Ultrastable eddy current displacement sensor working in harsh temperature environments with comprehensive self-temperature compensation

• A comprehensive analysis of the temperature drift of the eddy current sensor (ECS) caused by the sensing coil and target was presented.
• The temperature coefficients of the probe's inductance and resistance caused by the target and the coil were measured.
• The method can distinguish the temperature drift caused by the sensor coil and the eddy currents in the target, and eliminate both of them.
• The proposed temperature compensation method does not require any additional hardware of the ECS probe and can compensate the temperature drift even when the target has different temperature with the probe coil.
• A high resolution ECS can work ultra-stable by using this method even in a harsh temperature environment.

This paper proposes a method of self-temperature compensation for eddy current sensors (ECSs) during rapid temperature changes. The temperature drift of the sensor impedance caused by the probe coil and target temperature variations was discussed and analyzed. The proposed impedance measurement method can distinguish the temperature drift caused by the sensor coil and the eddy currents in the target, and eliminate both of them in real time. A prototype ECS was manufactured and tested. The temperature coefficients of the probe's inductance and resistance caused by the target and the coil were measured by a designed setup.
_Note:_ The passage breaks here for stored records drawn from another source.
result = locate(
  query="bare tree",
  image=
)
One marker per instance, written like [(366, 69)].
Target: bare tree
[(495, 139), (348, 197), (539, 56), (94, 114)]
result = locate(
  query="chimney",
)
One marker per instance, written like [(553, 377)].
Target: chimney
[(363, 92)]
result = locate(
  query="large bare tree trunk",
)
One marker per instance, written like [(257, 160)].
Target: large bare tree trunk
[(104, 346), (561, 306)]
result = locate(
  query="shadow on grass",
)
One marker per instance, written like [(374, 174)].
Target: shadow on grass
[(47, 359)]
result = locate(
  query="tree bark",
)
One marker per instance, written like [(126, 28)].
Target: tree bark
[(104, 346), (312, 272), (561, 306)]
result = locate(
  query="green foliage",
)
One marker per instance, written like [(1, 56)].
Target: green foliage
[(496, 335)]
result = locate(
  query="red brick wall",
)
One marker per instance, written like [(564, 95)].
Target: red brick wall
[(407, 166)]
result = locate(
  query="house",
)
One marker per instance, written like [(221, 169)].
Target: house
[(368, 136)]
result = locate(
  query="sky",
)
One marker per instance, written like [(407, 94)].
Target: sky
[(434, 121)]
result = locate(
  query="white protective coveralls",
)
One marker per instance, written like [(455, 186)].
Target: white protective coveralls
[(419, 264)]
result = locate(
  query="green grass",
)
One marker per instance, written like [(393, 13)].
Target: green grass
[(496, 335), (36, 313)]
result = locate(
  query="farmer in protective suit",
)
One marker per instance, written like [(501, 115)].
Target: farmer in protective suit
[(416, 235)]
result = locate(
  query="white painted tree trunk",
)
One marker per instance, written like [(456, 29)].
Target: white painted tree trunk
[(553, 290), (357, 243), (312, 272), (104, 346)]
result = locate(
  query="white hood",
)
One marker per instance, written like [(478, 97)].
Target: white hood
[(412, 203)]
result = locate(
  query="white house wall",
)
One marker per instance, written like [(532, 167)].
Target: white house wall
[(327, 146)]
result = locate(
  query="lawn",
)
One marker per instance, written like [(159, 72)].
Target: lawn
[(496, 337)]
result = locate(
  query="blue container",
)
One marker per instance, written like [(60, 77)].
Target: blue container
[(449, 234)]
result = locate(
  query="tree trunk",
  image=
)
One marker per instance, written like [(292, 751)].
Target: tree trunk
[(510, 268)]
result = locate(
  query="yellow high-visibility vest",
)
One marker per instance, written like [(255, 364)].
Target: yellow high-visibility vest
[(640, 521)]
The results show that the temperature drift of the inductance is mainly caused by the target, and that of the resistance is mainly from the coil itself which is much larger than the inductance's drift. The prototype ECS that uses this new comprehensive self-temperature compensation method achieved an ultra-low temperature drift of 4 nm/°C without any additional hardware or temperature sensor. It can work effectively even the environment temperature changes as fast as 10 °C/h.